Search code examples
pythonpandasazureazure-machine-learning-servicemlops

How to Update a Azure ML Dataset with a new pandas DataFrame and How to Revert to a Specific Version if Needed


Is there a way that we could update an Existing Azure ML Dataset using a pandas Dataframe and update the version? The default Dataset is stored in a blob as a csv file.How can we approach this?

Also let's say we want to change the latest version to another version.
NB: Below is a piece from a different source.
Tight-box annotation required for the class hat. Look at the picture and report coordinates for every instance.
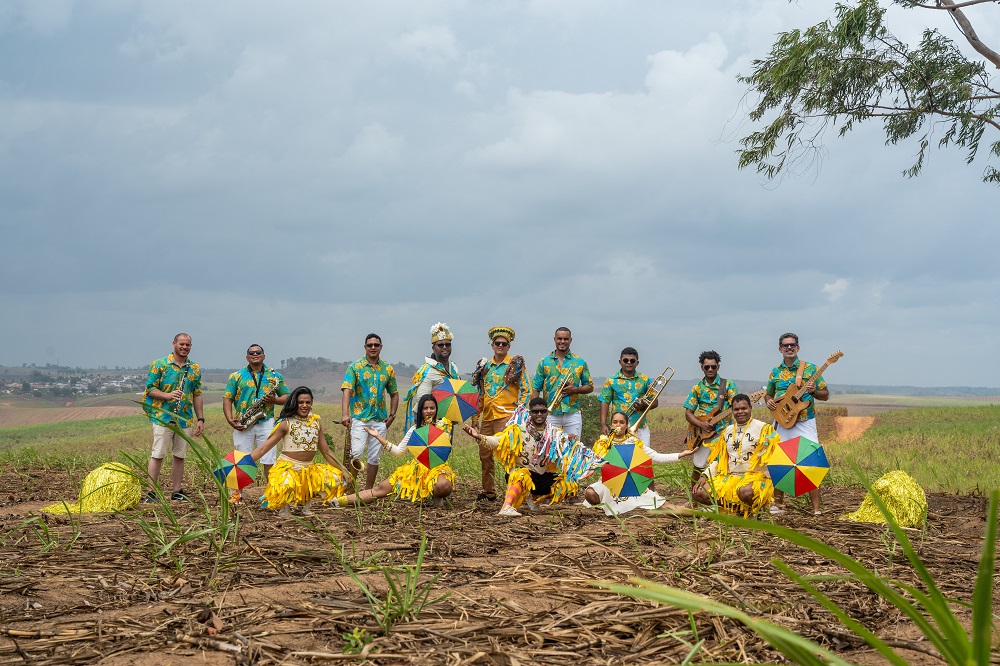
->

enter image description here

Above we see that version 2 is the latest, but I want to change the latest to version 1 so that if anyone reads the Dataset it will be from version 1. Don't want to use versions specifically to retrieve it.


Solution

  • Regarding your first question, here are two methods to update your Azure ML dataset with a new version using a CSV file stored in Blob Storage:

    Method 1:

    from azure.ai.ml.entities import Data
    from azure.ai.ml.constants import AssetTypes
    
    blob_url = 'https://sampleazurestorage.blob.core.windows.net/data/my-sample-data.csv'
    
    my_dataset = Data(
        path=blob_url ,
        type=AssetTypes.MLTABLE,
        description="a description for your dataset",
        name="dataset_name",
        version='<new_version>'
    )
    
    ml_client.data.create_or_update(my_dataset)
    

    Method 2:

    import azureml.core
    from azureml.core import Dataset, Workspace
    
    ws = Workspace.from_config()
    datastore = ws.get_default_datastore()
    
    blob_url = 'https://sampleazurestorage.blob.core.windows.net/data/my-sample-data.csv'
    
    my_dataset = Dataset.File.from_delimited_files(path=blob_url)
    my_dataset.register(
        workspace=ws,
        name="dataset_name",
        description="a description for your dataset",
        create_new_version=True
    )
    

    If you want to update the dataset using a pandas DataFrame:

    my_df = ...  # the variable that contains the new dataset in a DataFrame
    my_dataset = Dataset.File.from_pandas_dataframe(dataframe=my_df)
    my_dataset.register(
        ...
    )
    

    Regarding your second question:

    Above we see that version 2 is the latest, but I want to change the latest to version 1

    It is not possible since 'latest' always points to the last (latest) uploaded version of the dataset with the given name. So, if you want a specific or latest version, you should change the version parameter in the Data class in the "Method 1" code snippet.